An important consideration when crafting a content strategy for investment managers is the problem of website usability.
Website usability for investment managers is the study of how web audiences interact with online content.
A quantitative approach, website usability analyzes behavior and provides insights that allow for website design and content creation that accounts for the observed behavior of the audience.
No doubt, we all have visited investment management websites that were, well, awful. But have you ever given much thought to what makes a website atrocious, beyond the simple knee-jerk reaction to aesthetics or content?
Next time you visit an investment management industry website, perhaps those of your primary competitors (or your own!), ask yourself whether the website falls into any of these traps:- Is the content paragraph-based, and/or largely cut-n-pasted from a print document?
- Are those paragraphs more than 5 sentences each?
- Does the content read like a white paper or research document?
- Does the content lack hyperlinks to both internal (i.e.: other pages on its own site) AND external website pages?
- Does each page lead with introductory text instead of using the inverted pyramid style?
- Does the website have a “splash page” with Flash animation or a disclaimer that requires a click-through to reach the main website?
- Does the site rely on PDF documents for content?
- Does the content contain a preponderance of jargon and industry buzzwords instead of being written plainly?
- Is there a plethora of beautifully-(or not so beautifully) crafted multiple compound sentences?
The vast majority of investment management websites at which I’ve looked are characterized by a “yes” to most, if not all, of these questions.
And as such, they fail the most basic website usability tests.
Ensuring an investment management firm’s website meets basic usability standards is extremely important for two key reasons:
- For better or worse, the website is an investment manager’s calling card. A website is the firm's most public, easily-obtained piece of marketing.
As such, it absolutely must reflect positively upon the firm’s professionalism, as well as present an acurate depiction of how a firm wants to be perceived by its target audience; and - A website that meets the basic usability standards offers clear differentiation.
As I opined earlier, most investment management websites fail to meet these basic usability thresholds. As such, the firms doing everything they can to make their websites as useful and helpful as possible are clearly demonstrating to their audience that they hold effective communications and client service as a priority.
So, how can investment management firms better optimize their websites?
There are a tremendous number of ways in which website usability can be improved, if not fully optimized, many of which I will address in future posts. As this is an introduction to the topic, I would like to outline two additional reasons why investment managers should take the time to optimize the usability of their website:
- The average American reads at an 8th grade level. Only 13% of the population is rated as "proficiently" literate.

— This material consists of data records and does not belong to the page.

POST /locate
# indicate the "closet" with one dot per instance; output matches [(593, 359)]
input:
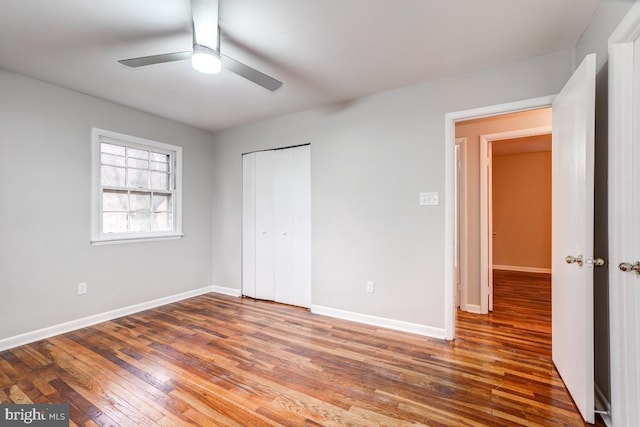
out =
[(276, 225)]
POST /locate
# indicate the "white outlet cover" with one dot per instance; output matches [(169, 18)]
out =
[(429, 199)]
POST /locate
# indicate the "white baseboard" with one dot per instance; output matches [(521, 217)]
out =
[(232, 292), (40, 334), (603, 404), (473, 308), (522, 268), (398, 325)]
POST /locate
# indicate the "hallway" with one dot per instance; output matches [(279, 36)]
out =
[(515, 339)]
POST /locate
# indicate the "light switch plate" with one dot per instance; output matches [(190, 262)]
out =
[(429, 199)]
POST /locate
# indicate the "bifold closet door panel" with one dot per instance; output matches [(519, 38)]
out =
[(301, 187), (249, 225), (266, 169), (283, 226)]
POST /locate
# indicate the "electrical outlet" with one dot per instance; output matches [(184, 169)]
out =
[(429, 199), (370, 287)]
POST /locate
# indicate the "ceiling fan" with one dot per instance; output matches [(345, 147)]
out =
[(205, 55)]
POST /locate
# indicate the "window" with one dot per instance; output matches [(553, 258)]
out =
[(136, 189)]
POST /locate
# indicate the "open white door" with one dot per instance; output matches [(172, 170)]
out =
[(624, 219), (572, 239)]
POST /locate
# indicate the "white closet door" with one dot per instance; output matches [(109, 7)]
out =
[(249, 225), (266, 167), (276, 226), (283, 223), (301, 185)]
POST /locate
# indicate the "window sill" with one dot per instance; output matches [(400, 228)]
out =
[(126, 240)]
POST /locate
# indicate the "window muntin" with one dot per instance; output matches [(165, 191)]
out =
[(137, 193)]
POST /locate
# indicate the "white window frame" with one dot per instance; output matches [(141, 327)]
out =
[(97, 236)]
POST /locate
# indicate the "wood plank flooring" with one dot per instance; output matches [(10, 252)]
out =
[(217, 360)]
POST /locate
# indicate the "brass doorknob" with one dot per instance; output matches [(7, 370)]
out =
[(626, 267), (595, 262), (574, 260)]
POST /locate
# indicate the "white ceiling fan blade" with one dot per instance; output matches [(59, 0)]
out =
[(250, 74), (156, 59)]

- Studies show that in order to get an audience's attention online, the content must clearly communicate your value proposition within 10 seconds.
These facts, when used as organizing principles in website design and content strategy, allow investment managers to strip away much of what is superfluous from their core messaging.

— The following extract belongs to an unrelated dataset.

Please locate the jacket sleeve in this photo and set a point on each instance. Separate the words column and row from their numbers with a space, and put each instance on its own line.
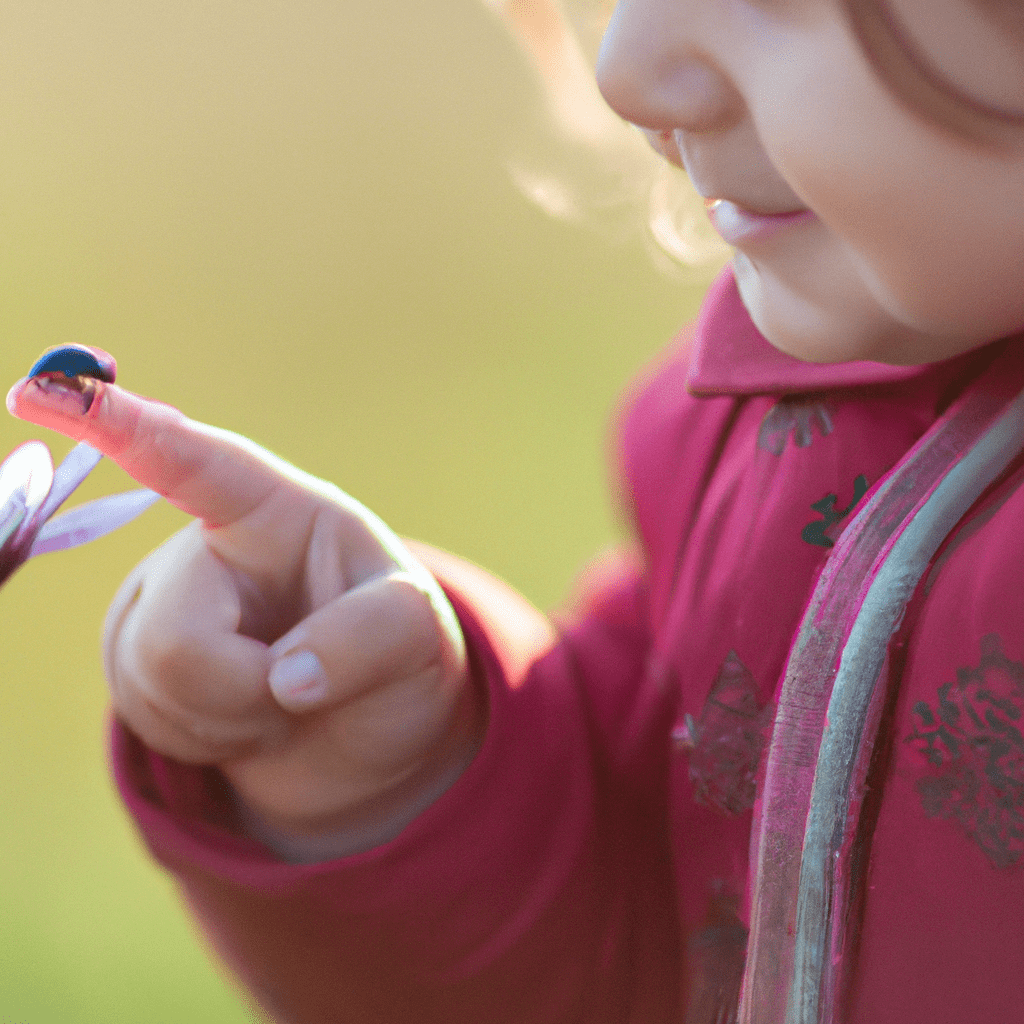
column 537, row 889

When a site’s content and structure accounts for standard website usability protocols, comprehension increases as reading time falls. A study by website usability expert Jakob Neilsen showed that lower-literacy users saw a 135% improvement in how quickly they could complete tasks once a site’s content had been optimized.
But there is an important caveat: many visitors to investment management websites, especially those catering to institutions and high-net worth individuals, read at a level much higher than your average 13-year old.

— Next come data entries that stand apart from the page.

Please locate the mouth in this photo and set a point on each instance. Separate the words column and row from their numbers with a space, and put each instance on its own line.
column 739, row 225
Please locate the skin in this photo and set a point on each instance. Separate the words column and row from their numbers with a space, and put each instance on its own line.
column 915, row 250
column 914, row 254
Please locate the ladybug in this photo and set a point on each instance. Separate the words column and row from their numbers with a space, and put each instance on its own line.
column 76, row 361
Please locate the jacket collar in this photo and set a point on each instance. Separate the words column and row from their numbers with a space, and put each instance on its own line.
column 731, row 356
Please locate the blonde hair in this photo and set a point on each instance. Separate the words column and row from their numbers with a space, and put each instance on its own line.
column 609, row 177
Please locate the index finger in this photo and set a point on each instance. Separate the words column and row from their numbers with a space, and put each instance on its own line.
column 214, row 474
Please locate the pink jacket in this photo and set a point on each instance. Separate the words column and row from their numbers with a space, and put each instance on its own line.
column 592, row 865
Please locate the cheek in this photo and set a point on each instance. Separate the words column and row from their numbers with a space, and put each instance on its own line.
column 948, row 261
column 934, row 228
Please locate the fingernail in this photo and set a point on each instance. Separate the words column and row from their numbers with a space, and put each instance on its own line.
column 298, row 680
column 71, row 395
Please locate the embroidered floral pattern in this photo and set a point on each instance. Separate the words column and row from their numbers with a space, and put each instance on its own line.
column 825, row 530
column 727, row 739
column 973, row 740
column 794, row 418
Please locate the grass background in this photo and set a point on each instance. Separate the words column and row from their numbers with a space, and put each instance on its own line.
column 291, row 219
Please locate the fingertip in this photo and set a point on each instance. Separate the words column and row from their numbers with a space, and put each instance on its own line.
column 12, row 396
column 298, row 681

These same studies show that the improvements for lower-literacy users did NOT come at the expense of higher-literacy users. In fact, the performance of high literacy individuals showed marked improvement as well.
The lesson? Optimizing content is not “dumbing it down,” and it is an exercise which benefits an investment manager’s entire audience.
If an investment management firm offers clients and prospects content that resonates, provided in a form and structure that works, they have demonstrated their professionalism, a devotion to client service, and established differentiation from their peers.